Page MenuHomePhabricator

PhabricatorTaskmasterDaemon getting into MySQL deadlocks when executing PhabricatorApplicationTransactionPublishWorker tasks
Closed, ResolvedPublic

Description

After I've upgraded to "36 week stable release", PhabricatorTaskmasterDaemon started to fail when executing PhabricatorApplicationTransactionPublishWorker tasks.

Tried to launch workers separately, tried with bin/phd start, tried launch single worker - still getting same errors. Some tasks are failing few times, some are failing over 20 times. Some get executed sooner or later - some do not. This fills the queue, workers needs to be restarted because exception and other tasks are delayed.

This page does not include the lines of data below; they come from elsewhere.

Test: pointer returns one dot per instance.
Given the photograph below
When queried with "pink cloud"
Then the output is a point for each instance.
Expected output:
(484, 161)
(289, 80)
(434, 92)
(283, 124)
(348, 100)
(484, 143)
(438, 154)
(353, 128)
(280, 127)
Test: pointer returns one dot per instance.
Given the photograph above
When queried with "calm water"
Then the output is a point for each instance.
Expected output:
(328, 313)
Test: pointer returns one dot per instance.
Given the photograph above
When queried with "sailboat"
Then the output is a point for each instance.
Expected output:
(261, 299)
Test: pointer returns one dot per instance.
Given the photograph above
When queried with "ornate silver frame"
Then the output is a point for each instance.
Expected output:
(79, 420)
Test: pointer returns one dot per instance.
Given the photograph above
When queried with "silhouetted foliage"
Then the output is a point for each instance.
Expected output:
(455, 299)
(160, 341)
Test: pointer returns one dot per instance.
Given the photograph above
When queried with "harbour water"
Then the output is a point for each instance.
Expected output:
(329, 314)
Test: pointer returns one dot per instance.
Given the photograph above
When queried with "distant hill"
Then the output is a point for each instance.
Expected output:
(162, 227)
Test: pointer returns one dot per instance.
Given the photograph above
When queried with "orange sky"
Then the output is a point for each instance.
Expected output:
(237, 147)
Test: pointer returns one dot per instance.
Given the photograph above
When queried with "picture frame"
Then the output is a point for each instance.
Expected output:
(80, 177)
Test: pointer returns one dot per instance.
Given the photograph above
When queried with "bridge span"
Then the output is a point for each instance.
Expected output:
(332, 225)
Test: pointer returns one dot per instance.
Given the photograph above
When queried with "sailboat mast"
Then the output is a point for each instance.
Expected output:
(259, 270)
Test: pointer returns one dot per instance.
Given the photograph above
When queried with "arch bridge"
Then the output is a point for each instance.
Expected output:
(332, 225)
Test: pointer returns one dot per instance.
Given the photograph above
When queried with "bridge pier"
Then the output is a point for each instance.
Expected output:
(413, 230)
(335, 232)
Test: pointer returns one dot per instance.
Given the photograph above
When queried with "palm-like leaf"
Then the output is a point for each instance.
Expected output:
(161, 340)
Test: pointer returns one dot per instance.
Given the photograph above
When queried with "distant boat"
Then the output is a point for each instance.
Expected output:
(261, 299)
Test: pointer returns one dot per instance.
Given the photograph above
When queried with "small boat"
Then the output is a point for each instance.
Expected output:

Currently I'm using python script to cancel tasks via bin/worker cancel if their class is PhabricatorApplicationTransactionPublishWorker and failure count is at least 1.

Any ideas what can cause this issue and how to solve it?

[2015-09-09 23:30:09] EXCEPTION: (PhutilProxyException) Error while executing Task ID 35057595. {>} (AphrontDeadlockQueryException) #1213: Deadlock found when trying to get lock; try restarting transaction at [<phutil>/src/aphront/storage/connection/mysql/AphrontBaseMySQLDatabaseConnection.php:293]
  <...>
  #0 <#2> AphrontBaseMySQLDatabaseConnection::throwQueryCodeException(integer, string) called at [<phutil>/src/aphront/storage/connection/mysql/AphrontBaseMySQLDatabaseConnection.php:275]
  #1 <#2> AphrontBaseMySQLDatabaseConnection::throwQueryException(mysqli) called at [<phutil>/src/aphront/storage/connection/mysql/AphrontBaseMySQLDatabaseConnection.php:181]
  #2 <#2> AphrontBaseMySQLDatabaseConnection::executeRawQuery(string) called at [<phutil>/src/xsprintf/queryfx.php:6]
  #3 <#2> queryfx(AphrontMySQLiDatabaseConnection, string, string, string) called at [<phabricator>/src/applications/feed/PhabricatorFeedStoryPublisher.php:185]
  #4 <#2> PhabricatorFeedStoryPublisher::insertNotifications(integer, array) called at [<phabricator>/src/applications/feed/PhabricatorFeedStoryPublisher.php:134]
  #5 <#2> PhabricatorFeedStoryPublisher::publish() called at [<phabricator>/src/applications/transactions/editor/PhabricatorApplicationTransactionEditor.php:2764]
  #6 <#2> PhabricatorApplicationTransactionEditor::publishFeedStory(DifferentialRevision, array, array) called at [<phabricator>/src/applications/transactions/editor/PhabricatorApplicationTransactionEditor.php:1068]
  #7 <#2> PhabricatorApplicationTransactionEditor::publishTransactions(DifferentialRevision, array) called at [<phabricator>/src/applications/transactions/worker/PhabricatorApplicationTransactionPublishWorker.php:21]
  #8 <#2> PhabricatorApplicationTransactionPublishWorker::doWork() called at [<phabricator>/src/infrastructure/daemon/workers/PhabricatorWorker.php:91]
  #9 <#2> PhabricatorWorker::executeTask() called at [<phabricator>/src/infrastructure/daemon/workers/storage/PhabricatorWorkerActiveTask.php:162]
  #10 <#2> PhabricatorWorkerActiveTask::executeTask() called at [<phabricator>/src/infrastructure/daemon/workers/PhabricatorTaskmasterDaemon.php:22]
  #11 PhabricatorTaskmasterDaemon::run() called at [<phutil>/src/daemon/PhutilDaemon.php:183]
  #12 PhutilDaemon::execute() called at [<phutil>/scripts/daemon/exec/exec_daemon.php:125]

Event Timeline

Pawka assigned this task to epriestley.
Pawka updated the task description. (Show Details)
Pawka added a project: Daemons.
Pawka added subscribers: Pawka, joshuaspence.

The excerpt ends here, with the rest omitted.